This was the central question discussed at a Science-policy interface (SPI) Foresight workshop held in Aberdeen on 23rd May 2023.
The workshop, hosted by the VISIONARY project team (Dr. Katrin Prager & Dr. Shadi Hashem) at University of Aberdeen brought together fourteen stakeholders from the organic value chain, including farmers, advisory service specialists, certification bodies, NGOs, and policy makers from local and national levels.
The VISIONARY team presented the preliminary findings from the research undertaken regarding the challenges of the organic farming sector in Scotland.
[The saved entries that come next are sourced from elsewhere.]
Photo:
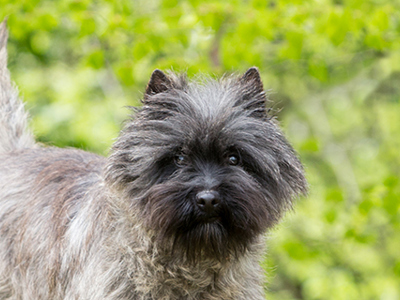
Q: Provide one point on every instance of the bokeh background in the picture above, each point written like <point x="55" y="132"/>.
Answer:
<point x="333" y="71"/>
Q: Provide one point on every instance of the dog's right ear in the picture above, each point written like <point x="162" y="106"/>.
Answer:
<point x="158" y="83"/>
<point x="3" y="34"/>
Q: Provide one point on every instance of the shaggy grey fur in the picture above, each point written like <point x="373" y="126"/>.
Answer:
<point x="178" y="210"/>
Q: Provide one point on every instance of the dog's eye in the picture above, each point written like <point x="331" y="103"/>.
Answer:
<point x="180" y="159"/>
<point x="233" y="160"/>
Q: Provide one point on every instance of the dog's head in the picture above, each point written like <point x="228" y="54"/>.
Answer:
<point x="204" y="165"/>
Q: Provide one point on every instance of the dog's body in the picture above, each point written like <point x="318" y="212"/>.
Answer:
<point x="178" y="210"/>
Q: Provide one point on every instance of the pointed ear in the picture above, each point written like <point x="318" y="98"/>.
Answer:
<point x="252" y="77"/>
<point x="158" y="83"/>
<point x="253" y="96"/>
<point x="3" y="34"/>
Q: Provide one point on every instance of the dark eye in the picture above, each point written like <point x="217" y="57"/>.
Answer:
<point x="233" y="160"/>
<point x="180" y="159"/>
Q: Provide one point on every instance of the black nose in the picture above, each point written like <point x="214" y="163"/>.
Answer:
<point x="208" y="201"/>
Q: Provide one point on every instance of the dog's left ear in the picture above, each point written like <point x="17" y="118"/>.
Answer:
<point x="252" y="78"/>
<point x="158" y="83"/>
<point x="253" y="95"/>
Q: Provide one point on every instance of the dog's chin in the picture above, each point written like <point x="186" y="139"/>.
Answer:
<point x="207" y="240"/>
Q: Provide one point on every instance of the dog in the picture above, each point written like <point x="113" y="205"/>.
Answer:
<point x="178" y="210"/>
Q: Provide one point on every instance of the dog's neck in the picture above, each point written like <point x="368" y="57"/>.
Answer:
<point x="174" y="277"/>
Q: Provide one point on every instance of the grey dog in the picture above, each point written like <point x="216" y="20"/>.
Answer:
<point x="178" y="210"/>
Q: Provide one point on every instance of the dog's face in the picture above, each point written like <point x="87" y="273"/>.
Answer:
<point x="204" y="165"/>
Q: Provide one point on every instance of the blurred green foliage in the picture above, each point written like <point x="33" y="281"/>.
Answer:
<point x="333" y="66"/>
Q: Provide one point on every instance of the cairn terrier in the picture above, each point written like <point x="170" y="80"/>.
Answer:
<point x="178" y="210"/>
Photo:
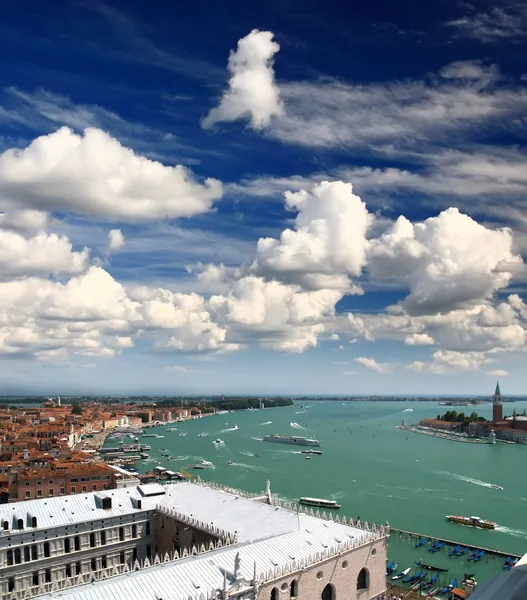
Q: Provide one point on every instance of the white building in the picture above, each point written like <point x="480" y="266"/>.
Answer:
<point x="204" y="542"/>
<point x="51" y="540"/>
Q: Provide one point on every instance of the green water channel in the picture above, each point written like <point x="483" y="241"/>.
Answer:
<point x="376" y="472"/>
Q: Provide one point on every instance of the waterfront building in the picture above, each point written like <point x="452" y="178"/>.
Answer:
<point x="186" y="541"/>
<point x="497" y="405"/>
<point x="44" y="543"/>
<point x="511" y="585"/>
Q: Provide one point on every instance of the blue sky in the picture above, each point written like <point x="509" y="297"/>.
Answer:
<point x="298" y="197"/>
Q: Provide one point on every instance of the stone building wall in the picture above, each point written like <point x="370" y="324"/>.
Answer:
<point x="341" y="573"/>
<point x="32" y="556"/>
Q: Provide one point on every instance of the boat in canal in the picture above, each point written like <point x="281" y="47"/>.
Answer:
<point x="472" y="521"/>
<point x="319" y="502"/>
<point x="391" y="567"/>
<point x="431" y="567"/>
<point x="291" y="439"/>
<point x="401" y="574"/>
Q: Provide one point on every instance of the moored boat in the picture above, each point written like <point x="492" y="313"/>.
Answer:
<point x="319" y="502"/>
<point x="401" y="574"/>
<point x="449" y="587"/>
<point x="431" y="568"/>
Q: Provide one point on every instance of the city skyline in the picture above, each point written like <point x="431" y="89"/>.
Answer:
<point x="292" y="200"/>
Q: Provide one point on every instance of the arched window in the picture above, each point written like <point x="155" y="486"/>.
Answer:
<point x="363" y="580"/>
<point x="293" y="589"/>
<point x="328" y="593"/>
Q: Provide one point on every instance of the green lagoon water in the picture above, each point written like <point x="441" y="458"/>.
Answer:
<point x="376" y="472"/>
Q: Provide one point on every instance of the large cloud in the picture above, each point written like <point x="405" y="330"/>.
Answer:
<point x="328" y="243"/>
<point x="41" y="254"/>
<point x="252" y="91"/>
<point x="95" y="175"/>
<point x="93" y="314"/>
<point x="449" y="261"/>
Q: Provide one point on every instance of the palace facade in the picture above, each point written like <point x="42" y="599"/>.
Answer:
<point x="186" y="541"/>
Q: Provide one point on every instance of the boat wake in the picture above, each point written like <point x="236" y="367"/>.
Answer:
<point x="250" y="467"/>
<point x="235" y="428"/>
<point x="511" y="531"/>
<point x="471" y="480"/>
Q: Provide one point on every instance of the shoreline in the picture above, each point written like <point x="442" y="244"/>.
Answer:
<point x="445" y="436"/>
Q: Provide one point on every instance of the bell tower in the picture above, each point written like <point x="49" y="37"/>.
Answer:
<point x="497" y="406"/>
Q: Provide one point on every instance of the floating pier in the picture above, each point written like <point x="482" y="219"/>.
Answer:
<point x="488" y="551"/>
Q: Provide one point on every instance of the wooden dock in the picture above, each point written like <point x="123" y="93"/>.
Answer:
<point x="488" y="551"/>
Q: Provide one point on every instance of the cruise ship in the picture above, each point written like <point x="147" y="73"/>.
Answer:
<point x="473" y="521"/>
<point x="291" y="439"/>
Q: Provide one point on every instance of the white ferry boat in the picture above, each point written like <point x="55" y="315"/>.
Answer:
<point x="319" y="502"/>
<point x="291" y="439"/>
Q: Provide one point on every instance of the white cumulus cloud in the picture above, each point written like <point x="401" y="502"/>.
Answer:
<point x="252" y="91"/>
<point x="115" y="240"/>
<point x="328" y="243"/>
<point x="449" y="261"/>
<point x="41" y="254"/>
<point x="371" y="363"/>
<point x="94" y="175"/>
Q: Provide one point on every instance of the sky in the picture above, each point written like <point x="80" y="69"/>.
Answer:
<point x="292" y="197"/>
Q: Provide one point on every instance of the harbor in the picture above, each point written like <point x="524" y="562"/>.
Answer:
<point x="366" y="466"/>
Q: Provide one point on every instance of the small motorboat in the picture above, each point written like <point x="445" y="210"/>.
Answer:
<point x="430" y="583"/>
<point x="449" y="587"/>
<point x="433" y="546"/>
<point x="391" y="567"/>
<point x="401" y="574"/>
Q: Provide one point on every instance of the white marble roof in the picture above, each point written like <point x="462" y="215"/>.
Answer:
<point x="77" y="508"/>
<point x="202" y="574"/>
<point x="249" y="520"/>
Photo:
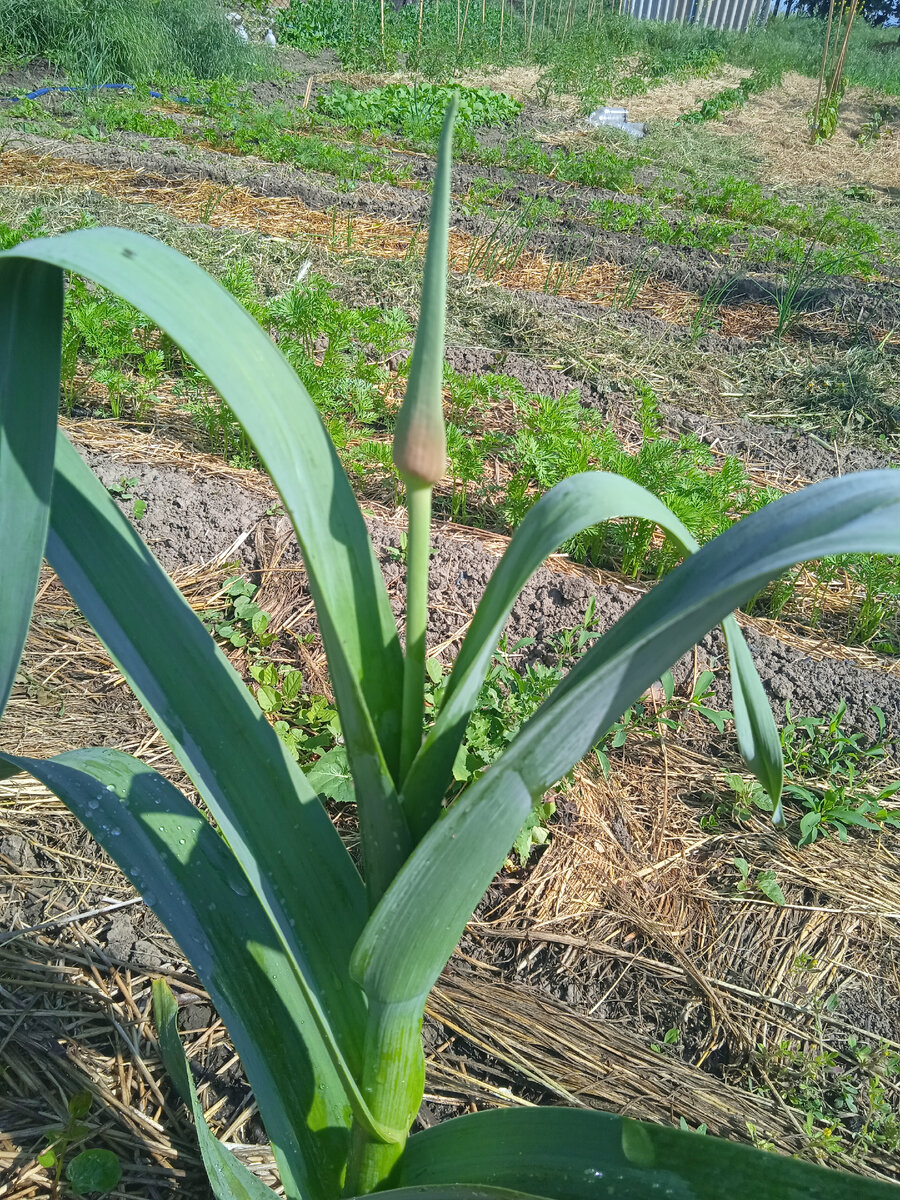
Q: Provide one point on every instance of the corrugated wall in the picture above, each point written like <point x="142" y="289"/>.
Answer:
<point x="717" y="13"/>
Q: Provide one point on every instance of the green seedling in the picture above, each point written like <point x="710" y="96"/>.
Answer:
<point x="125" y="491"/>
<point x="762" y="881"/>
<point x="90" y="1170"/>
<point x="669" y="1042"/>
<point x="241" y="624"/>
<point x="321" y="967"/>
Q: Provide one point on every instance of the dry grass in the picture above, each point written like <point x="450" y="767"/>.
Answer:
<point x="670" y="100"/>
<point x="348" y="234"/>
<point x="633" y="905"/>
<point x="777" y="123"/>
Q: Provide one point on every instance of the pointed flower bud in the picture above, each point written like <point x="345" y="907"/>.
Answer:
<point x="420" y="439"/>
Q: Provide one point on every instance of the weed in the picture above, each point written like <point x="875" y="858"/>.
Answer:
<point x="241" y="623"/>
<point x="627" y="291"/>
<point x="762" y="881"/>
<point x="136" y="41"/>
<point x="653" y="718"/>
<point x="732" y="97"/>
<point x="91" y="1170"/>
<point x="829" y="772"/>
<point x="793" y="294"/>
<point x="845" y="1095"/>
<point x="706" y="318"/>
<point x="125" y="491"/>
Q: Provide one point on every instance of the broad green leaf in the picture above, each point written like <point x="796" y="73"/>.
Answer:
<point x="755" y="725"/>
<point x="433" y="895"/>
<point x="30" y="349"/>
<point x="187" y="875"/>
<point x="571" y="505"/>
<point x="287" y="847"/>
<point x="228" y="1177"/>
<point x="265" y="395"/>
<point x="454" y="1192"/>
<point x="582" y="1155"/>
<point x="94" y="1170"/>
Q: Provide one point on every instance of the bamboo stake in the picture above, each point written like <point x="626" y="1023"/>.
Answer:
<point x="822" y="69"/>
<point x="462" y="34"/>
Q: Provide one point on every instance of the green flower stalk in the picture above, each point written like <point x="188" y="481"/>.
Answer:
<point x="420" y="448"/>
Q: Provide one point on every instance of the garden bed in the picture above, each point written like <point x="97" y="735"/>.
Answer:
<point x="631" y="963"/>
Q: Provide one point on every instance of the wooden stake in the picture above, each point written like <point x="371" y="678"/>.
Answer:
<point x="462" y="33"/>
<point x="822" y="69"/>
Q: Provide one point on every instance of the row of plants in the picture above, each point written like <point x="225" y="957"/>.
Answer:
<point x="586" y="47"/>
<point x="319" y="969"/>
<point x="731" y="217"/>
<point x="341" y="353"/>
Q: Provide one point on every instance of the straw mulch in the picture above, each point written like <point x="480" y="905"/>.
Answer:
<point x="604" y="285"/>
<point x="778" y="121"/>
<point x="564" y="985"/>
<point x="669" y="100"/>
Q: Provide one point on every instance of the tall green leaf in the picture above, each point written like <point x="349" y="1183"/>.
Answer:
<point x="582" y="1155"/>
<point x="287" y="847"/>
<point x="187" y="875"/>
<point x="219" y="335"/>
<point x="571" y="505"/>
<point x="433" y="895"/>
<point x="30" y="315"/>
<point x="228" y="1177"/>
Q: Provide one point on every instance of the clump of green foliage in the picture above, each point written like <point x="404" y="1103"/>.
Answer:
<point x="834" y="778"/>
<point x="126" y="41"/>
<point x="732" y="97"/>
<point x="415" y="109"/>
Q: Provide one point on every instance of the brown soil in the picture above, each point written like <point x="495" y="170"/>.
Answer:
<point x="569" y="972"/>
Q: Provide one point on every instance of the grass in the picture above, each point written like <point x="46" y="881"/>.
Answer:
<point x="581" y="55"/>
<point x="127" y="359"/>
<point x="126" y="41"/>
<point x="535" y="439"/>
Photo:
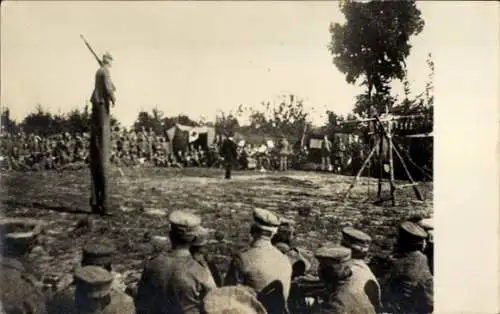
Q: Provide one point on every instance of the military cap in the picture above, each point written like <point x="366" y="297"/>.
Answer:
<point x="333" y="255"/>
<point x="355" y="239"/>
<point x="93" y="281"/>
<point x="184" y="224"/>
<point x="107" y="56"/>
<point x="265" y="219"/>
<point x="98" y="253"/>
<point x="201" y="236"/>
<point x="426" y="224"/>
<point x="232" y="299"/>
<point x="18" y="234"/>
<point x="412" y="231"/>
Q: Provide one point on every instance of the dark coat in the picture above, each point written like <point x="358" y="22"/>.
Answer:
<point x="409" y="286"/>
<point x="229" y="150"/>
<point x="346" y="300"/>
<point x="104" y="91"/>
<point x="173" y="282"/>
<point x="20" y="292"/>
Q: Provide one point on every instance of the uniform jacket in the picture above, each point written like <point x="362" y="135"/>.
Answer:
<point x="173" y="282"/>
<point x="260" y="267"/>
<point x="20" y="292"/>
<point x="229" y="150"/>
<point x="409" y="286"/>
<point x="364" y="281"/>
<point x="104" y="90"/>
<point x="346" y="300"/>
<point x="120" y="303"/>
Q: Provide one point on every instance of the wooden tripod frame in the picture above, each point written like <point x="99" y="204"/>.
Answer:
<point x="387" y="134"/>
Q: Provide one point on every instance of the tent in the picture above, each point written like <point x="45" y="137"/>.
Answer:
<point x="182" y="136"/>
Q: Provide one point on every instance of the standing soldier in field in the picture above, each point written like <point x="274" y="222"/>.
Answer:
<point x="102" y="97"/>
<point x="326" y="152"/>
<point x="230" y="154"/>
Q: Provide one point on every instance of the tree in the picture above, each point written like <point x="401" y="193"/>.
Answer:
<point x="373" y="45"/>
<point x="226" y="122"/>
<point x="7" y="123"/>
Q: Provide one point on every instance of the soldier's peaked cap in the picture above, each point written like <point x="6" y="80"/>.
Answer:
<point x="232" y="299"/>
<point x="201" y="236"/>
<point x="265" y="219"/>
<point x="93" y="281"/>
<point x="409" y="229"/>
<point x="426" y="224"/>
<point x="355" y="239"/>
<point x="107" y="56"/>
<point x="184" y="220"/>
<point x="333" y="255"/>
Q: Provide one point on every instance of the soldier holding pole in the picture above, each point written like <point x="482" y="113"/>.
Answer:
<point x="102" y="98"/>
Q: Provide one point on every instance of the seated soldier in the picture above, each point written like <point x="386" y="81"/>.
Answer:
<point x="94" y="293"/>
<point x="198" y="250"/>
<point x="232" y="299"/>
<point x="342" y="296"/>
<point x="363" y="278"/>
<point x="409" y="284"/>
<point x="282" y="240"/>
<point x="20" y="292"/>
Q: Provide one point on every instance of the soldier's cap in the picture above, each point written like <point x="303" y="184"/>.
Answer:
<point x="201" y="236"/>
<point x="232" y="299"/>
<point x="184" y="224"/>
<point x="426" y="224"/>
<point x="107" y="56"/>
<point x="93" y="281"/>
<point x="355" y="239"/>
<point x="17" y="235"/>
<point x="265" y="220"/>
<point x="333" y="255"/>
<point x="98" y="253"/>
<point x="411" y="230"/>
<point x="286" y="224"/>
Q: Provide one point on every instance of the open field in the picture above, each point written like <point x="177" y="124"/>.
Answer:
<point x="142" y="197"/>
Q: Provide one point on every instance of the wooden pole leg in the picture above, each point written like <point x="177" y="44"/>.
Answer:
<point x="418" y="194"/>
<point x="360" y="171"/>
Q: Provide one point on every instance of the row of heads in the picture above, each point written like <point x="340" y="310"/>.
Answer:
<point x="413" y="232"/>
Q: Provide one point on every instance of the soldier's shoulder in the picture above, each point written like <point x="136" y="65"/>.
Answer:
<point x="121" y="303"/>
<point x="102" y="71"/>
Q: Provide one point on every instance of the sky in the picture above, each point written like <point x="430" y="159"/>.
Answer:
<point x="193" y="58"/>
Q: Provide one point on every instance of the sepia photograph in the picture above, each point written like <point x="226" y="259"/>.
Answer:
<point x="220" y="157"/>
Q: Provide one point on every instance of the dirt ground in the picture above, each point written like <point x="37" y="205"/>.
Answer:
<point x="142" y="198"/>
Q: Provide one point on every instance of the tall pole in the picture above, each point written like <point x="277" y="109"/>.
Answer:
<point x="391" y="160"/>
<point x="380" y="163"/>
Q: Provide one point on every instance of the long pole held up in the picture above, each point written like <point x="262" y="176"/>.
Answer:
<point x="91" y="50"/>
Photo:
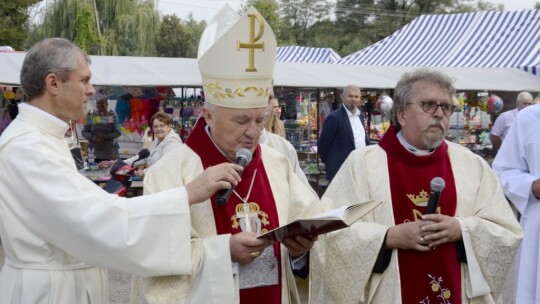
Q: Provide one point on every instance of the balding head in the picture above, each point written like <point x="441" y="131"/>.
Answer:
<point x="523" y="100"/>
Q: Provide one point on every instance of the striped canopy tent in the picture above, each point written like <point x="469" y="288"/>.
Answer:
<point x="6" y="48"/>
<point x="306" y="54"/>
<point x="491" y="39"/>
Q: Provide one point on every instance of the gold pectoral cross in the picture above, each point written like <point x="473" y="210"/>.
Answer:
<point x="247" y="215"/>
<point x="252" y="45"/>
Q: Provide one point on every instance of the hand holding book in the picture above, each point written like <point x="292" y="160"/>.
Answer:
<point x="332" y="220"/>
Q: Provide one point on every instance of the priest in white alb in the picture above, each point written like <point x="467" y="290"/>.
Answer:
<point x="396" y="254"/>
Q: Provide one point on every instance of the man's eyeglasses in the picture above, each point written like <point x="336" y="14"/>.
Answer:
<point x="430" y="107"/>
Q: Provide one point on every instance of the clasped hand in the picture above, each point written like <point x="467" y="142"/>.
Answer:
<point x="432" y="231"/>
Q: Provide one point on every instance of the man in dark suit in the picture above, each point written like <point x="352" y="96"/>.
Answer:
<point x="342" y="131"/>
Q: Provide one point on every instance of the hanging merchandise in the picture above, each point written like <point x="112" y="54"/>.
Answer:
<point x="384" y="103"/>
<point x="495" y="104"/>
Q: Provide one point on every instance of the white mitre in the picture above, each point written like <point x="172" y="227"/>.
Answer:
<point x="236" y="58"/>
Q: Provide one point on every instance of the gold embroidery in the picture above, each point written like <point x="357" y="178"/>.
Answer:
<point x="254" y="209"/>
<point x="419" y="200"/>
<point x="436" y="286"/>
<point x="252" y="45"/>
<point x="220" y="93"/>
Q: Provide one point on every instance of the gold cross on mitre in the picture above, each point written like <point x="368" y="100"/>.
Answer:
<point x="237" y="56"/>
<point x="252" y="45"/>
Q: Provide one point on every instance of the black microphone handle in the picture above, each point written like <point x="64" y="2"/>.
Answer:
<point x="223" y="196"/>
<point x="433" y="202"/>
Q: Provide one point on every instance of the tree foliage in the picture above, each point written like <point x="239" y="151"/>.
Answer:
<point x="133" y="27"/>
<point x="14" y="16"/>
<point x="102" y="27"/>
<point x="178" y="38"/>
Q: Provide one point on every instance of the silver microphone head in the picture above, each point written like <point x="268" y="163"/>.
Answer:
<point x="244" y="153"/>
<point x="437" y="184"/>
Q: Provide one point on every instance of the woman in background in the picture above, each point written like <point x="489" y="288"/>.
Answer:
<point x="273" y="123"/>
<point x="165" y="141"/>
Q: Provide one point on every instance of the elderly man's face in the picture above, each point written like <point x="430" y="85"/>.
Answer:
<point x="101" y="106"/>
<point x="233" y="129"/>
<point x="424" y="130"/>
<point x="72" y="97"/>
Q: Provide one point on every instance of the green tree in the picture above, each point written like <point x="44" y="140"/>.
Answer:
<point x="299" y="15"/>
<point x="14" y="15"/>
<point x="106" y="27"/>
<point x="179" y="38"/>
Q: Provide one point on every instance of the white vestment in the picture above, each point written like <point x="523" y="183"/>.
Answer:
<point x="212" y="280"/>
<point x="490" y="231"/>
<point x="518" y="165"/>
<point x="284" y="146"/>
<point x="55" y="223"/>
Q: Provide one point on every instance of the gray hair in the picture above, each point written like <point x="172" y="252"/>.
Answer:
<point x="50" y="56"/>
<point x="524" y="96"/>
<point x="404" y="91"/>
<point x="350" y="87"/>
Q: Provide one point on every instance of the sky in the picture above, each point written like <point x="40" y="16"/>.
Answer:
<point x="206" y="9"/>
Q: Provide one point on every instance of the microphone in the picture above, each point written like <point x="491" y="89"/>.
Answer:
<point x="142" y="154"/>
<point x="437" y="185"/>
<point x="243" y="157"/>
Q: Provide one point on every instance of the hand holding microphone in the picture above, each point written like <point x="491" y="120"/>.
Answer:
<point x="243" y="157"/>
<point x="437" y="185"/>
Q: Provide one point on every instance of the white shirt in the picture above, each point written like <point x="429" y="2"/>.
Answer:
<point x="503" y="122"/>
<point x="518" y="167"/>
<point x="358" y="130"/>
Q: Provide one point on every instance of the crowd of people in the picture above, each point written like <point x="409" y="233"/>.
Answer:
<point x="62" y="232"/>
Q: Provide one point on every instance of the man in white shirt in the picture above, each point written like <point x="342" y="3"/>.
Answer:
<point x="518" y="169"/>
<point x="504" y="120"/>
<point x="59" y="230"/>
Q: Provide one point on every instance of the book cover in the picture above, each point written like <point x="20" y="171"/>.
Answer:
<point x="332" y="220"/>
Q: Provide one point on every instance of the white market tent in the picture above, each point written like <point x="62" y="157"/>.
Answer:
<point x="306" y="54"/>
<point x="182" y="72"/>
<point x="487" y="39"/>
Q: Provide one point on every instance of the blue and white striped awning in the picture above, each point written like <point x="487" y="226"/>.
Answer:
<point x="306" y="54"/>
<point x="6" y="48"/>
<point x="480" y="39"/>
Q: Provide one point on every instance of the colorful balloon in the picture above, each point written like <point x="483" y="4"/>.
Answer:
<point x="495" y="104"/>
<point x="384" y="103"/>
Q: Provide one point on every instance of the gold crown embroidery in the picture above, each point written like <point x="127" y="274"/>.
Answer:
<point x="252" y="45"/>
<point x="419" y="200"/>
<point x="220" y="93"/>
<point x="254" y="209"/>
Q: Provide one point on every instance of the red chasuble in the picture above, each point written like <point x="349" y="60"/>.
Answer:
<point x="261" y="202"/>
<point x="426" y="277"/>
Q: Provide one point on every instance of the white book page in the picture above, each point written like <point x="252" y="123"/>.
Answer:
<point x="339" y="212"/>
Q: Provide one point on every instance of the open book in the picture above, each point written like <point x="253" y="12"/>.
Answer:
<point x="332" y="220"/>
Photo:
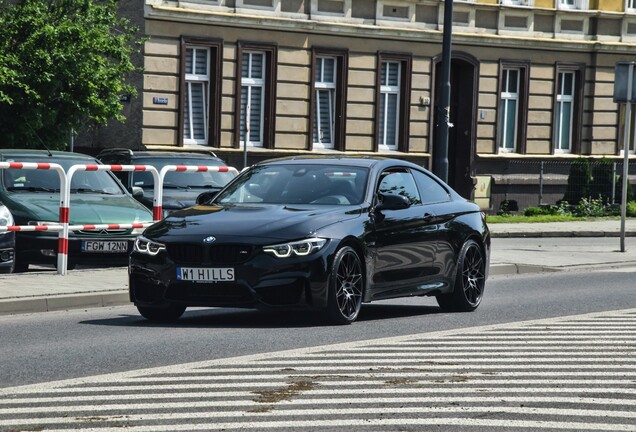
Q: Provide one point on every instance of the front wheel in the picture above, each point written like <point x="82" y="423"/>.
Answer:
<point x="165" y="313"/>
<point x="470" y="280"/>
<point x="346" y="284"/>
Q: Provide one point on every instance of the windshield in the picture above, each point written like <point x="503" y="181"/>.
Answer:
<point x="298" y="184"/>
<point x="23" y="180"/>
<point x="182" y="179"/>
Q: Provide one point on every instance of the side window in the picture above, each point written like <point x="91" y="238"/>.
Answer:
<point x="430" y="190"/>
<point x="399" y="183"/>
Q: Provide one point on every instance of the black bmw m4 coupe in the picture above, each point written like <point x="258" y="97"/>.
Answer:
<point x="321" y="232"/>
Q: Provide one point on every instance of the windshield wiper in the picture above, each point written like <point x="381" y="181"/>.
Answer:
<point x="205" y="186"/>
<point x="174" y="186"/>
<point x="31" y="189"/>
<point x="90" y="190"/>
The workshop successfully harnessed the enthusiasm and experience of participants to arrive at a shared vision of what changes are needed. Participants also outlined interventions needed to promote ‘sustainable’ transitions towards organic farming in Scotland, including market (demand) development, procurement, supply chains and policy alignment.
Some of the key points arising from the discussions at the workshop are:
- The need for more public leadership in designing and implementing coherent agricultural policies to vocalise government commitment towards organic sector development and explicitly communicate the role of organic farming in the broader national objectives around sustainable farming, specifically regarding net zero and biodiversity objectives.
- The future transitions to organic farming in Scotland will depend up on the capacity of the Scottish government to forge close partnerships among local governments, private sector, and farmers to improve public procurement at the local level. Both Government and local authorities and stakeholders must move beyond thinking that one size fits all (regarding quality specifications) to increase the share of organic food in public procurements.
- Effective and responsive policies require supportive and collaborative partnerships between Government and academic and research institutions/agencies to provide current data on the state of the organic sector through monitoring mechanisms and assess the effectiveness of policies and support schemes in meeting their objectives.
- Alternative value chains infrastructure (such as alternative distribution networks) are needed support the ‘niche’ organic producers and to help differentiate them from the large-scale ‘mainstream’ organic.
- More attention needs to be given to the development of public and private rural distribution networks, processing facilities (local certified abattoirs) suited to the needs of farmers, particularly in more remote rural areas.
- And finally, the development of organic value chain (processors, abattoirs and butchers) will depend on the market development and increasing demand for Scottish organics at the local, national and international markets.
The VISIONARY team will support future meetings of the participants who attended the Science-Policy Interface workshop and continue to work closely with the Scottish Organic Stakeholder Group.